It was after thirty five years as a freelance designer that I decided to stop working and return to my roots. I was keen to get back to drawing and painting again, so I enrolled at Putney School of Art for a life drawing class – something I had done many years previously during my time at Art School.
Three years later I had a pastel life drawing accepted by the Pastel Society. I became a member in 2001 and continued to produce mainly life drawings and landscapes in pastel, oil, and acrylic.
I was never satisfied with just a simple pose and often used extreme perspective or unusual settings for the model. I began to get more interested in shape, pattern and abstracted forms.
For example, in The Mondrian Dressing Gown I was initially inspired by the Papasan chair. I liked the fact it was round, with a large round cushion, and that the model was able to make a circular pose within it. I bought a plain white dressing gown and some fabric paints and had the idea of copying a Mondrian-type design onto the fabric. I was interested to see the abstracted shapes the fabric made when worn by the model.
In more recent paintings I have been working in a very different way. I began to feel that a representational approach, to some extent, was simply copying what nature had already designed. I wanted more freedom and scope – something which probably came from so many years as a designer - where every job required me to come up with a new idea.
So it was a natural progression that I started to explore different ideas and approaches, which could be summarised as abstract, but then what is abstract?
The dictionary definition of the word is ‘A non-objective and non representational form of art’. In this context I’m not sure that what I do is entirely abstract, as my paintings always seem to take on a form, and are often recognisable as a landscape. But the inspiration and method of working are in a sense abstract as I like to work without any sketches, and more importantly, without any preconceived idea of what the end result will be.
Initially I use charcoal, to start the process of mark making, followed by a wash of colour and some texture medium.

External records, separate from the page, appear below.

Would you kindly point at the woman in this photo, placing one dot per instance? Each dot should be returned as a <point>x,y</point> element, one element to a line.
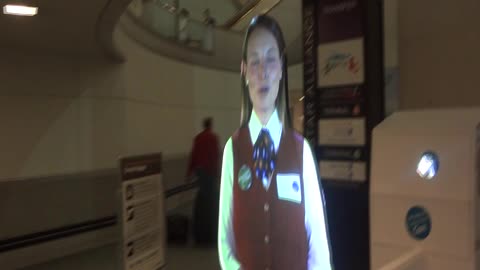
<point>271,209</point>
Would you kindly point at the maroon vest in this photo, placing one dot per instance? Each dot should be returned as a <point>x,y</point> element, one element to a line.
<point>269,232</point>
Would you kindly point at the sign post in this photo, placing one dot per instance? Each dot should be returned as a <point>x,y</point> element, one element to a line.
<point>142,211</point>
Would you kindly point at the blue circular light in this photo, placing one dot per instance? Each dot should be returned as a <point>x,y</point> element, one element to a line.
<point>427,166</point>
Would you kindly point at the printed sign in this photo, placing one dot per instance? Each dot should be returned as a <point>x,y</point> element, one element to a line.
<point>347,93</point>
<point>339,110</point>
<point>339,20</point>
<point>342,132</point>
<point>143,213</point>
<point>341,153</point>
<point>343,170</point>
<point>340,63</point>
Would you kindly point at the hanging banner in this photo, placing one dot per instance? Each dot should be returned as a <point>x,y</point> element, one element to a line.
<point>339,20</point>
<point>342,132</point>
<point>142,213</point>
<point>340,63</point>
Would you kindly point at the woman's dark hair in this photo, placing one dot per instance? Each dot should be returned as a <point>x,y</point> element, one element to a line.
<point>281,103</point>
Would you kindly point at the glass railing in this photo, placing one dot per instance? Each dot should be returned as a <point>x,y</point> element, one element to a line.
<point>167,22</point>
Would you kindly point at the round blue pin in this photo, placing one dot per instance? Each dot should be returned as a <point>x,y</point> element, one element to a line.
<point>295,186</point>
<point>418,222</point>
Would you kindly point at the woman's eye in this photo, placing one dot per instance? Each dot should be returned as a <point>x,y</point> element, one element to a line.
<point>271,60</point>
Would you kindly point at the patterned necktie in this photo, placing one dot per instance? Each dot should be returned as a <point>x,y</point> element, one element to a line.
<point>264,157</point>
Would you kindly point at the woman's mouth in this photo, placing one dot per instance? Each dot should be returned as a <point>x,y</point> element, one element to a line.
<point>263,90</point>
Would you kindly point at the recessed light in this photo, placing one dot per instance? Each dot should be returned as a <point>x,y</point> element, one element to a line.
<point>20,10</point>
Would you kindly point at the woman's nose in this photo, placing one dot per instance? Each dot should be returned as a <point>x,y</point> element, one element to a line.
<point>262,71</point>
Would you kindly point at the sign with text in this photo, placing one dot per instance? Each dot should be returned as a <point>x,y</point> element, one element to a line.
<point>339,20</point>
<point>340,63</point>
<point>343,170</point>
<point>143,213</point>
<point>342,132</point>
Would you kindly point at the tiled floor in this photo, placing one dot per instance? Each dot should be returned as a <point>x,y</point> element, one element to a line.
<point>178,258</point>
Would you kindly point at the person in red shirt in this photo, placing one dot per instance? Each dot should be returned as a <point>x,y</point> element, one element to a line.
<point>205,155</point>
<point>205,165</point>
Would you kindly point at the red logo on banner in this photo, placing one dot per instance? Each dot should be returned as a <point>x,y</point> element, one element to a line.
<point>341,60</point>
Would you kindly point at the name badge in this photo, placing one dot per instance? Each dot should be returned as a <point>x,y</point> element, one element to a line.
<point>288,187</point>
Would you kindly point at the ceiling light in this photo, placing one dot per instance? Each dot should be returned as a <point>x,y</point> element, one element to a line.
<point>20,10</point>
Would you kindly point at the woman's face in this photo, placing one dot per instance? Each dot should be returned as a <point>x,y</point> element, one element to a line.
<point>263,70</point>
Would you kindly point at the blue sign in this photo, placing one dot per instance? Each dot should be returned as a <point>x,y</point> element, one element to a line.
<point>419,223</point>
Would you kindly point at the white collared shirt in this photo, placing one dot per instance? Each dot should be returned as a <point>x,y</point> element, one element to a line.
<point>319,251</point>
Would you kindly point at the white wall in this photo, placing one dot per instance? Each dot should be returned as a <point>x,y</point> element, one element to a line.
<point>439,43</point>
<point>71,114</point>
<point>63,115</point>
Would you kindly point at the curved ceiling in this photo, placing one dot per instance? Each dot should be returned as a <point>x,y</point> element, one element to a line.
<point>65,27</point>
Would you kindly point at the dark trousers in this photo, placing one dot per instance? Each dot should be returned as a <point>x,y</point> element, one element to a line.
<point>205,211</point>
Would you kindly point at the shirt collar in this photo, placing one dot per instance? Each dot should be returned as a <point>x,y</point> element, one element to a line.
<point>274,127</point>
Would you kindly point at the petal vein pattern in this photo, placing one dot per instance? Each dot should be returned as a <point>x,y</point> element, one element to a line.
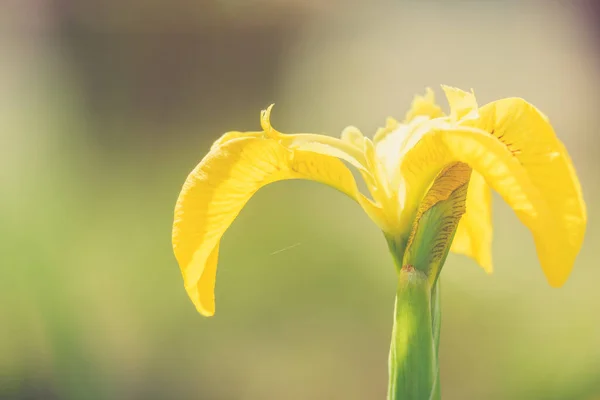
<point>218,188</point>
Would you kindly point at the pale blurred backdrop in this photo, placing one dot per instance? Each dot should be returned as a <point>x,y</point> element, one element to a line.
<point>106,105</point>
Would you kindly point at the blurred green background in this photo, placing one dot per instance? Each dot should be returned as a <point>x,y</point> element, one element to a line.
<point>105,106</point>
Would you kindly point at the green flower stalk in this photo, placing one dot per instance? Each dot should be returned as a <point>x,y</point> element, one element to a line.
<point>428,178</point>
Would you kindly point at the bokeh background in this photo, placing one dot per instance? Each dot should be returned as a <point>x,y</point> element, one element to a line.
<point>106,105</point>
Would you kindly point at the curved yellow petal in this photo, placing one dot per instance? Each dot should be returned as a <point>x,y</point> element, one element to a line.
<point>528,135</point>
<point>519,187</point>
<point>217,189</point>
<point>473,236</point>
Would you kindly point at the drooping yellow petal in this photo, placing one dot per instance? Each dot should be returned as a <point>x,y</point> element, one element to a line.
<point>473,236</point>
<point>528,135</point>
<point>218,188</point>
<point>521,189</point>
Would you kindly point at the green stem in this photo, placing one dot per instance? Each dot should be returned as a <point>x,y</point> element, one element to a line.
<point>413,365</point>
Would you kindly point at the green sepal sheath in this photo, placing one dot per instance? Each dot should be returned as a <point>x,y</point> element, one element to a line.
<point>413,361</point>
<point>413,353</point>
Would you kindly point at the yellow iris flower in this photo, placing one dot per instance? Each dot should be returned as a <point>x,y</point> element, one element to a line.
<point>507,145</point>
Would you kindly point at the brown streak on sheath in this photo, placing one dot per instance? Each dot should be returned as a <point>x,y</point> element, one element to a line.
<point>408,268</point>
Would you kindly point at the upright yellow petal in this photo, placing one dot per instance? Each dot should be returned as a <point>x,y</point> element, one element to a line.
<point>473,236</point>
<point>424,106</point>
<point>218,188</point>
<point>521,187</point>
<point>462,104</point>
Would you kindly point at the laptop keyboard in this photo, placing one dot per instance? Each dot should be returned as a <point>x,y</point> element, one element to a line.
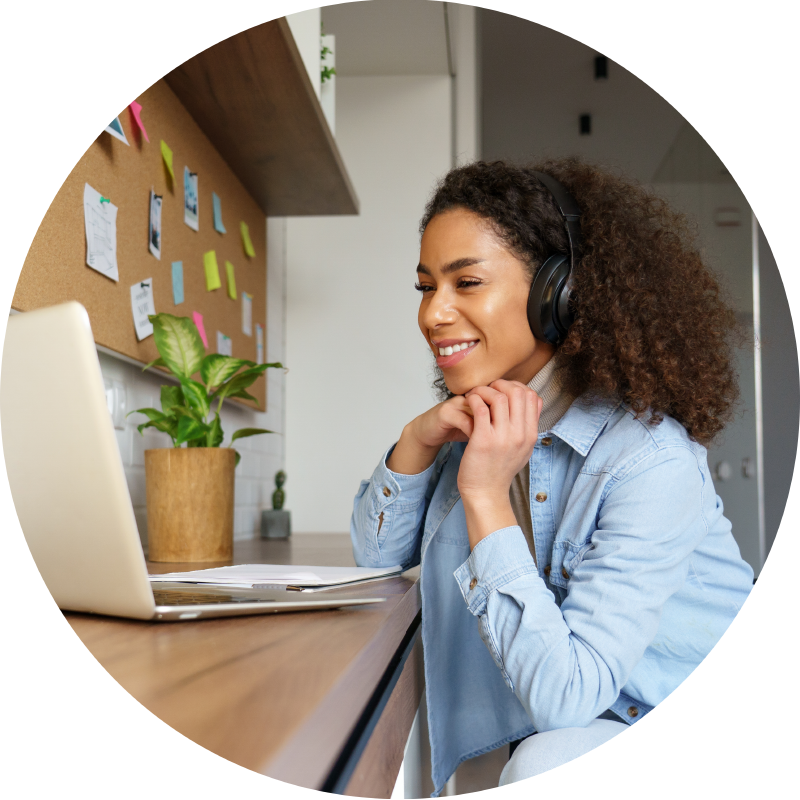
<point>179,597</point>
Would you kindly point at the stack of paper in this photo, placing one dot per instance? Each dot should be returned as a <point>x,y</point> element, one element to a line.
<point>277,576</point>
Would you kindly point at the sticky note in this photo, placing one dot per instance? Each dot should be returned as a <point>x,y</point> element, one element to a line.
<point>224,344</point>
<point>177,282</point>
<point>197,318</point>
<point>248,245</point>
<point>231,280</point>
<point>212,271</point>
<point>217,203</point>
<point>166,154</point>
<point>247,314</point>
<point>259,343</point>
<point>142,305</point>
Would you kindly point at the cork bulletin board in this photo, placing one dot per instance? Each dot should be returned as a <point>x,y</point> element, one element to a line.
<point>54,268</point>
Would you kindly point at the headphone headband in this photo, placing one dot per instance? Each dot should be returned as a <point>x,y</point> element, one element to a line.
<point>549,312</point>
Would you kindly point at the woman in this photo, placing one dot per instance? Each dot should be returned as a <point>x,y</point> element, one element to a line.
<point>559,498</point>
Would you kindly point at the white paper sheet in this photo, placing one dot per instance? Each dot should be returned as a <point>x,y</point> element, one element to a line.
<point>100,219</point>
<point>268,575</point>
<point>142,305</point>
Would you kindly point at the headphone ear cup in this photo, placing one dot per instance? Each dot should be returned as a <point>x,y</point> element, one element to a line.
<point>548,302</point>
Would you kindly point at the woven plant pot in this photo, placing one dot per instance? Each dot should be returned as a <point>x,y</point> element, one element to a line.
<point>190,503</point>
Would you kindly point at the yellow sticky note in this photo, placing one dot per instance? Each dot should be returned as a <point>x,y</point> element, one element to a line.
<point>212,271</point>
<point>248,245</point>
<point>231,280</point>
<point>166,153</point>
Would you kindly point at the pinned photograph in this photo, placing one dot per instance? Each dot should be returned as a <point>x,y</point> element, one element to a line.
<point>190,199</point>
<point>155,224</point>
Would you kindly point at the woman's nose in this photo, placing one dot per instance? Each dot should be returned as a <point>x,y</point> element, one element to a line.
<point>439,310</point>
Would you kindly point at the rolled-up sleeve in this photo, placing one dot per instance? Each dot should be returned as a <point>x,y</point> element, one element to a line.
<point>388,516</point>
<point>567,665</point>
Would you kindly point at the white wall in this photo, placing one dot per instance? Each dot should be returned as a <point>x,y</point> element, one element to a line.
<point>304,20</point>
<point>359,367</point>
<point>262,456</point>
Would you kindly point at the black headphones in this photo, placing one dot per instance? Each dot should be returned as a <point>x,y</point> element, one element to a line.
<point>549,312</point>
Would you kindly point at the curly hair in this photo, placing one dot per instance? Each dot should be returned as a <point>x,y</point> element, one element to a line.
<point>653,327</point>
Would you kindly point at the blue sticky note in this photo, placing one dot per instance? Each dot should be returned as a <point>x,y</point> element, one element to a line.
<point>177,282</point>
<point>217,213</point>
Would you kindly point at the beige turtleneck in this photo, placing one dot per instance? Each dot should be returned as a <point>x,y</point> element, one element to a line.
<point>555,402</point>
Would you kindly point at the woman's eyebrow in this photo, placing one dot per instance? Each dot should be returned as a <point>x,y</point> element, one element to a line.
<point>453,266</point>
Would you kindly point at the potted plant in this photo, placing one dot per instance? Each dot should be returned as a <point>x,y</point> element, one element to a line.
<point>190,486</point>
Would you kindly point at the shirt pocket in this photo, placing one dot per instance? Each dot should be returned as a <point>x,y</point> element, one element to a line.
<point>565,560</point>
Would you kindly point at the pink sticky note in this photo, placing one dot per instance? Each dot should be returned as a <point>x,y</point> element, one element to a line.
<point>136,108</point>
<point>197,317</point>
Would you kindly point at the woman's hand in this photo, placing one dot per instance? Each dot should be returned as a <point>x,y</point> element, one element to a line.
<point>422,438</point>
<point>505,429</point>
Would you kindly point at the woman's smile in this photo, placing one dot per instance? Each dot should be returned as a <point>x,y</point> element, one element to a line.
<point>453,351</point>
<point>473,309</point>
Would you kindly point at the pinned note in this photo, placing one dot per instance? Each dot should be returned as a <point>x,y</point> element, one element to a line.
<point>247,314</point>
<point>166,154</point>
<point>100,219</point>
<point>231,280</point>
<point>190,200</point>
<point>212,271</point>
<point>197,318</point>
<point>142,305</point>
<point>155,224</point>
<point>248,245</point>
<point>259,343</point>
<point>217,203</point>
<point>224,344</point>
<point>177,282</point>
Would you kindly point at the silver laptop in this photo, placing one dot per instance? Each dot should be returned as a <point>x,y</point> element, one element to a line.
<point>68,536</point>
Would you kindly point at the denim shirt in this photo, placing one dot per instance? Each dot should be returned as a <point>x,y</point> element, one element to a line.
<point>636,573</point>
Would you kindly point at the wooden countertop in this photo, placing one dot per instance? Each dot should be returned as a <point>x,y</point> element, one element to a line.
<point>244,706</point>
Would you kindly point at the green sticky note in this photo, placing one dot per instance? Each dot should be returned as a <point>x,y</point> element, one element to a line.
<point>166,153</point>
<point>248,245</point>
<point>231,280</point>
<point>212,271</point>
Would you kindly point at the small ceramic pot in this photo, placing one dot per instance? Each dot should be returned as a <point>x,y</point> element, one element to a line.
<point>190,503</point>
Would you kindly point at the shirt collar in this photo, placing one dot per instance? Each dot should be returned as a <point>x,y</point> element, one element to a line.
<point>584,421</point>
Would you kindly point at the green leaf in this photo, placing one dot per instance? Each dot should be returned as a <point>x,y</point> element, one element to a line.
<point>159,362</point>
<point>241,381</point>
<point>171,396</point>
<point>190,430</point>
<point>242,432</point>
<point>196,395</point>
<point>185,411</point>
<point>215,433</point>
<point>216,369</point>
<point>178,343</point>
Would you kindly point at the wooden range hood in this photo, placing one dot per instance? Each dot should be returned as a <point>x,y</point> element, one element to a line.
<point>236,68</point>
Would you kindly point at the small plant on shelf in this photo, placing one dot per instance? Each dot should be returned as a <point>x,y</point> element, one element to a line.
<point>187,413</point>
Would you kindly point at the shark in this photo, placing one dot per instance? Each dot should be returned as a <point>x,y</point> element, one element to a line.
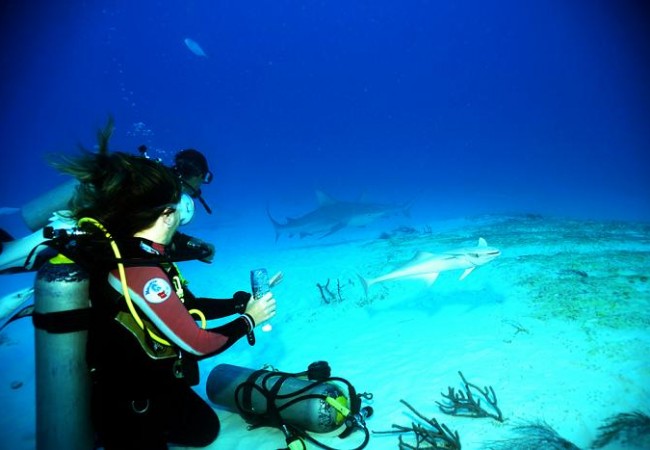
<point>427,266</point>
<point>333,215</point>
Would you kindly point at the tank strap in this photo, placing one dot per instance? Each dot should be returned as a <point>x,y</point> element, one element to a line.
<point>62,321</point>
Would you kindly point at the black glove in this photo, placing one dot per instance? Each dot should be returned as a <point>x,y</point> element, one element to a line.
<point>241,299</point>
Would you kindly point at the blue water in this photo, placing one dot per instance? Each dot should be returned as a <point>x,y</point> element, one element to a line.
<point>460,107</point>
<point>466,106</point>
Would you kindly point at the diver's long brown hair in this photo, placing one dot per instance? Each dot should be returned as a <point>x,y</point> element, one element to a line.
<point>125,192</point>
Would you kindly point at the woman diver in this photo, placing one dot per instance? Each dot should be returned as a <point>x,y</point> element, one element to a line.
<point>143,341</point>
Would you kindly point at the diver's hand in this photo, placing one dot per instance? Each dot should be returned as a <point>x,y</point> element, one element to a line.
<point>261,310</point>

In Fragmented Landscape I began by drawing related forms, keeping mainly to grey tones. What emerged gave a feeling of rocks and the fishers between them. Developing this idea I added strata - a natural formation which has always fascinated me. In contrast to the square forms, the simple addition of a circle, suggestive of a sun or a moon, instantly creates a landscape. I made no attempt to represent recognizable reality but used shape, colour and textures to achieve a complete and balanced design.
In Cathedral I also started by making marks in charcoal and had no particular idea of which direction the painting would go. At some point however, a tower shape appeared and that gave me the idea to add elements of a cathedral -windows, doorways, walls etc. I enjoy working this way and it’s rare that something doesn’t appear that I can then add to in order to create a finished picture.
For example, in Cave of Dreams, (started in the same way with just marks), rocks and organic shapes began to emerge. I wasn’t thinking about a cave and haven’t been in one for several years! I’m sure the subconscious takes over when drawing like this, and if I was actively thinking ‘how shall I draw the next shape?’ rather than let it just happen, the result would just not be the same or have the same degree of independence from the visual reference of reality.
In Tree of Moons the initial marks had the appearance of a fabric design. I decided to elaborate these elements and also restricted my palette to only different tones of blue – quite hard to control on a large painting. I tend to naturally ‘anchor’ line and shapes to the edge of the painting and the result in this case suggested a trunk base with a tree like top. The fruit of the tree is in the shape of moons.
To some extent artists need the inspiration of something to work from – be it a landscape still life or model. But I prefer working without any outside influences – there is the excitement of seeing something appear that I hadn’t been thinking of with the added element of chance.